HARRISBURG, Pa. (WENY) - Part 1 of The High Co$t of Prescriptions broke down the function of PBMs and how they were originally designed to be the middleman to negotiate better drug costs between drug manufacturers, pharmacies, and insurance companies. Over the years, that role changed. 

“PBMs own their own pharmacies, PBMs get paid by drug manufacturers in exchange for covering medications. So, they're no longer purely working on our behalf and have become conflicted in such that they are pouring gasoline on the fire of high drug prices,” said Antonio Ciaccia, the President of 3 Axis Advisors and a drug pricing expert. 

Ciaccia believes the country is at a tipping point when it comes to PBMs and high drug prices as more states begin to catch on.  

“It was just four years ago in Ohio, where they discovered PBMs were taking $244 million out of the state Medicaid program. Since then, a number of states have taken action to audit their programs,” said Ciaccia. 

“There needs to be significant reform in the system,” said Former Pennsylvania Auditor General Eugene DePasquale, who released a special report in 2018 detailing how PBMs could be responsible for higher prices. “And really got in the weeds and saw, to me, I won't say ripe with abuse, but I say ripe for reform,” DePasquale added.  

The report detailed different ways PBMs could be making big profits from state programs like Medicaid.
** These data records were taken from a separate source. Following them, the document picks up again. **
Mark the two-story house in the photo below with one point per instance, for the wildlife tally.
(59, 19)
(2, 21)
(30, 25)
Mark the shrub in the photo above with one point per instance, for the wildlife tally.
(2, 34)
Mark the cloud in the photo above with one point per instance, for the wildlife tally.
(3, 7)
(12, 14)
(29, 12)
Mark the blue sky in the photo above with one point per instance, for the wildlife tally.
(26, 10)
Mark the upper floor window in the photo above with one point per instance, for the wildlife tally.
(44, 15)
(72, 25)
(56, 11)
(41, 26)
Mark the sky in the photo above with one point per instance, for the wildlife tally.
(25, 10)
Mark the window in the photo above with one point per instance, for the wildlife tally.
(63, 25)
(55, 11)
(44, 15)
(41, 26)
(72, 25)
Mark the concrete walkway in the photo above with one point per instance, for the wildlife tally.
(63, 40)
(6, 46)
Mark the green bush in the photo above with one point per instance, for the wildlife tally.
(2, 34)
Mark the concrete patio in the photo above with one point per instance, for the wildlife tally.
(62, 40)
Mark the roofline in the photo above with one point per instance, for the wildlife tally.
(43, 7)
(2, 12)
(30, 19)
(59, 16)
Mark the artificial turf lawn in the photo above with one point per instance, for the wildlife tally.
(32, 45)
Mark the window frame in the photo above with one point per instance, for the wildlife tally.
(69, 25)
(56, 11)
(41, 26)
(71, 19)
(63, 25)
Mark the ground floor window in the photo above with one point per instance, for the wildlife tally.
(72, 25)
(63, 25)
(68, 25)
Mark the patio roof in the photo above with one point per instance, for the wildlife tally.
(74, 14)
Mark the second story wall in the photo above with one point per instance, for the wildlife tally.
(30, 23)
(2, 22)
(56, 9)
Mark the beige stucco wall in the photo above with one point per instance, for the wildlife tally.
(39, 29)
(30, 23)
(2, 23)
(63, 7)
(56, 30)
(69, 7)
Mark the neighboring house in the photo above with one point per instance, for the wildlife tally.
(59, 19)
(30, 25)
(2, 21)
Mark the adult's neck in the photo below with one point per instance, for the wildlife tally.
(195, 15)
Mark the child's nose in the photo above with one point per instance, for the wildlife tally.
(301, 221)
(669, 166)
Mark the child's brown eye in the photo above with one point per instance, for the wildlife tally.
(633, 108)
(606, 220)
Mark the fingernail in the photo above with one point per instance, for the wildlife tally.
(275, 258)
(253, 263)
But exactly how much they profit is unknown because they're shielded from the public.  

“When you're using public tax dollars to make hundreds of millions of dollars, I believe the public has a right to look at how you're making those dollars,” said DePasquale.  

Some state lawmakers agree with the former Auditor General. 

“We're looking for transparency and accountability,” said Representative Jonathan Fritz (R-Wayne/Susquehanna). “They have control over distribution and pricing and reimbursement and formulary data that gives them an inordinate amount of control over pricing,” said Rep. Fritz who is the sponsor of House Bill 1630. His bill would give the Auditor General the ability to audit PBMs, who are currently protected as subcontractors with the Commonwealth. HB 1630 recently passed the House unanimously.  

“Again, it's good government, it’s transparency, it's efficiency,” said Fritz. 

While there are efforts to increase transparency in Harrisburg, the question of whether PBMs are still necessary remains. That question took us from Harrisburg just a few hours west to Pittsburgh, to see if pharmaceuticals can, in fact, be done differently.  

“We don't deal with PBMs at all, and almost everybody gets lower prices here than they would through their insurance,” said Dr. Kyle McCormick, the founder of Blueberry Pharmacy, a pharmacy that is doing things a bit differently.  

"Instead of making up prices that aren't tied to any real price, we take our costs, so say something costs us $1 to buy, we add on a $10 dispensing fee and charge $11,” said McCormick, who pursued the cost-plus model after seeing the effects declining PBM reimbursement rates had on pharmacies. “Patients expenses have gone up, but also drug costs have gone down. So, it didn't make sense to me that if drug costs were going down, patients' prices were going up, and pharmacies weren't making any money. Why not just cut out the problem, the PBM,” he added. 

McCormick says insurance is for high-cost unknown events, not for inexpensive generic medication, which make up roughly 90 percent of prescriptions filled annually.  

“If insurance is for high-cost unknown, a generic blood pressure medication that costs pennies is low-cost, predictable, you have to take it for the rest of your life,” said McCormick. 

For McCormick, Blueberry Pharmacy's model is simply a return to the basics.  

“But a lot of what we're doing is just going back to the traditional days of pharmacy, where you shop around and you find the best price and the best service, that's where you get your drugs from,” said McCormick. 

It’s a return to tradition that can have a profound impact on the future of care.  

"A lot of patients may not be on the best therapies because it's assumed that they're just too expensive and so we could actually be treating a lot of disease states probably a little bit more effectively if prices were actually real,” said McCormick. 

In recent years the PBM industry has responded to increased scrutiny by saying that only drug manufacturers have the power to set the list prices for their products. But as different sectors point the finger at one-another, the pharmaceutical industry grows larger and larger, leaving everyday Americans searching for answers, and potentially even settling for a lower quality of care.